Design, synthesis, structure, and spectroscopic and electrochemical properties of phthalocyanines

The synthesis and spectroscopic and electrochemical properties of crown-ether substituted metallophthalocyanines (MCRPcs), optically active phthalocyanines (Pcs), subphthalocyanines (SubPcs), low symmetrical Pcs, ring-expanded Pcs, and novel oligomers of Pcs studied mainly by the author over the last 20 years have been reviewed, together with the electrocatalytic reduction of dioxygen using water soluble Pcs. MCRPcs form, on addition of certain kinds of cation, co-facial dimers through a two-step three-stage process. SubPcs react with isoindolediimines to produce mono-substituted Pc and Pc analogues.
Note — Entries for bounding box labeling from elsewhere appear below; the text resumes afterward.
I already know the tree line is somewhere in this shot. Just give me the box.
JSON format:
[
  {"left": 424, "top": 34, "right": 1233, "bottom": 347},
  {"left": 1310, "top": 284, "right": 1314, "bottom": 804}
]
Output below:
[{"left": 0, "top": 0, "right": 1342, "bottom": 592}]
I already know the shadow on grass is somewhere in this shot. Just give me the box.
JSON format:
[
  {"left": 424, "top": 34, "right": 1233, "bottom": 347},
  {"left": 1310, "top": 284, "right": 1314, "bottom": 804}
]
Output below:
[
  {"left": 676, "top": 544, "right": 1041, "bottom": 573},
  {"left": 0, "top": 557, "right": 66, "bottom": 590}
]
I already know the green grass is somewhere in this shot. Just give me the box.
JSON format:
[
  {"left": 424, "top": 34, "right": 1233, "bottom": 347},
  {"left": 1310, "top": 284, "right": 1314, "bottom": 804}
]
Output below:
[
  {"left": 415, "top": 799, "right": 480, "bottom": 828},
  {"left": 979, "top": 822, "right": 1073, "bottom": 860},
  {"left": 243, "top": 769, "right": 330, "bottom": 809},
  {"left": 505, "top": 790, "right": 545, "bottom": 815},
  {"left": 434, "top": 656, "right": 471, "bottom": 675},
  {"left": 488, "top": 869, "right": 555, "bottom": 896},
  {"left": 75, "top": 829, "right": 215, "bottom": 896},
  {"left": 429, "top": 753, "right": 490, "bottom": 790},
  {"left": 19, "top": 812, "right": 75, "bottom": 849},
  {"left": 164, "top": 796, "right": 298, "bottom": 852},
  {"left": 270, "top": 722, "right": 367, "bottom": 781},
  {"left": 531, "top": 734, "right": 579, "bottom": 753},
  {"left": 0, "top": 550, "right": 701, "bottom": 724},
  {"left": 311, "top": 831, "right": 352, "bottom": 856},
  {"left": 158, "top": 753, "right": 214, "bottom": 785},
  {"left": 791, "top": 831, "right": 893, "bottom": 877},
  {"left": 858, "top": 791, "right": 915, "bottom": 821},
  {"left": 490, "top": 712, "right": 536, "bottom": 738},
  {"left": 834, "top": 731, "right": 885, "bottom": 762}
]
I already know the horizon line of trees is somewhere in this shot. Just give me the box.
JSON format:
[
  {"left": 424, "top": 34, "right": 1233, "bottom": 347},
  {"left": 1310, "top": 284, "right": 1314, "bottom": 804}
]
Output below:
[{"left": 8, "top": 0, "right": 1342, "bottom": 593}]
Optically active Pcs have been prepared to show the beauty and usefulness of circular dichroism spectroscopy. Ring-expanded or -shrunk and low symmetrical Pc analogues have helped in exploiting the relationship between size, symmetry, and spectroscopic and electrochemical properties of large aromatic molecules. Molecular orbital calculations on these compounds have succeeded in reproducing many of the experimental properties. New types of cofacial and planar dimers have been prepared, occasionally with a new concept. Water-soluble iron and cobalt Pcs electrocatalyze the reduction of dioxygen. When a four-electron reduction was attained, the reduction proceeded via hydrogen peroxide, and could be explained by a mechanism of electrochemical catalyst regeneration. The results for these compounds are occasionally compared with those of porphyrin systems.